1. gerryliyana Group Title

you help me? @Jemurray3

2. Jemurray3 Group Title

Let u = x+1 -> x = u-1 Substitute that in first, and what do you get?

3. gerryliyana Group Title

why u = x+1 ??

4. Jemurray3 Group Title

Because then you expand what you have left around u = 0

5. gerryliyana Group Title

substitute to z?

6. Jemurray3 Group Title

What?

7. Jemurray3 Group Title

Oh, yeah. Z instead of x, whatever. u = z+1

8. gerryliyana Group Title

ah ok..., then f(u-1)=(u-1) exp(2(u-1)) ?

9. Jemurray3 Group Title

Yep. Now just expand that in a power series around u = 0. I'll get you started. $f(u) = e^{-2}\cdot \left( (u-1) \cdot e^{2u}\right)$ $=e^{-2} \cdot(u-1) \cdot \sum \frac{(2u)^n}{n!}$

10. gerryliyana Group Title

i dont know how to expand

11. dfyodor Group Title

Why are you having him make the substitution? That makes the problem no easier and weakens the intuition of what is happening.

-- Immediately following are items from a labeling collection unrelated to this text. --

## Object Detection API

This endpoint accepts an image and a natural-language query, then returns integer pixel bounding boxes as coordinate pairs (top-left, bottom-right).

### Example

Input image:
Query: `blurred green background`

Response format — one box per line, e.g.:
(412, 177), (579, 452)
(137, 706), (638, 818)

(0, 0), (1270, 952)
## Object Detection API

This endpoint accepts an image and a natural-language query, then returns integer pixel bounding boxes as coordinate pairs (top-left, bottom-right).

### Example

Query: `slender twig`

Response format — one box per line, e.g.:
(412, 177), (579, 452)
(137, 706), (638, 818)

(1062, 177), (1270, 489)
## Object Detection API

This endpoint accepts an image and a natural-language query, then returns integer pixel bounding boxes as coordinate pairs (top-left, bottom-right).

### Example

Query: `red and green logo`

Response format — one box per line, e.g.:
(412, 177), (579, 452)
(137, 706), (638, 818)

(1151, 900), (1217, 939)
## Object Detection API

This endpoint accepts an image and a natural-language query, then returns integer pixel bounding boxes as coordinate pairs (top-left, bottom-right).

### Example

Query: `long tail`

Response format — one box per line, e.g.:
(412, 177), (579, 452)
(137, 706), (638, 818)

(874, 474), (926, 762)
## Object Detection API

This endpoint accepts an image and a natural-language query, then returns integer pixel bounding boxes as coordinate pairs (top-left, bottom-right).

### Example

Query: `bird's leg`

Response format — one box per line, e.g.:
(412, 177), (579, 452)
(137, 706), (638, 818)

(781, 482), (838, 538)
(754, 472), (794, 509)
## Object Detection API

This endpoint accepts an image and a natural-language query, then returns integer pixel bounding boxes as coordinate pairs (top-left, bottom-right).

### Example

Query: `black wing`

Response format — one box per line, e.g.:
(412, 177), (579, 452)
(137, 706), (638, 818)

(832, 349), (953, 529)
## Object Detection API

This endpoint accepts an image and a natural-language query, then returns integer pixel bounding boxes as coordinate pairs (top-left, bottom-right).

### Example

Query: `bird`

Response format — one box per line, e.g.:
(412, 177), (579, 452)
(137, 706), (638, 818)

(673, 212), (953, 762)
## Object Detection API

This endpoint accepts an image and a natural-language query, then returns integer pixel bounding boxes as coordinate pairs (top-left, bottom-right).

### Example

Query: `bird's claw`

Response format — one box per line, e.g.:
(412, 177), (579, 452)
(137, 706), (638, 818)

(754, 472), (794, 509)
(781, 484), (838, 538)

12. gerryliyana Group Title

have you idea @dfyodor ??

13. dfyodor Group Title

Well, we might as well take it from jemurray3's last equation. What is thee next part of the problem?

14. gerryliyana Group Title

the next is find the region of convergence...,

15. dfyodor Group Title

Right, what does that mean?

16. dfyodor Group Title

As in, the definition with equations.

17. dfyodor Group Title

For a power series $\sum c_n z^n$ converges if and only if $|z|<R$, and R is called the radius of convergeance.

18. dfyodor Group Title

We know the root test, that is, that $\sum c_n$ converges if and only if $\sqrt{c_n}<1$ as n goes to infinity. We also know (presumably) that $\frac{a^n}{n!}$ converges to zero for any a greater than 0.

19. dfyodor Group Title

I don't feel comfortable giving much more at this point, as I think that should be plenty enough to work out the solution to the problem.

20. gerryliyana Group Title

then \the region of convergence |z-1| < 1 ??

21. Jemurray3 Group Title

@dfyodor I made the substitution because I'd rather that than carry around a whole bunch of (z+1)'s instead. It doesn't weaken anything. It certainly is algebraically easier to expand around zero.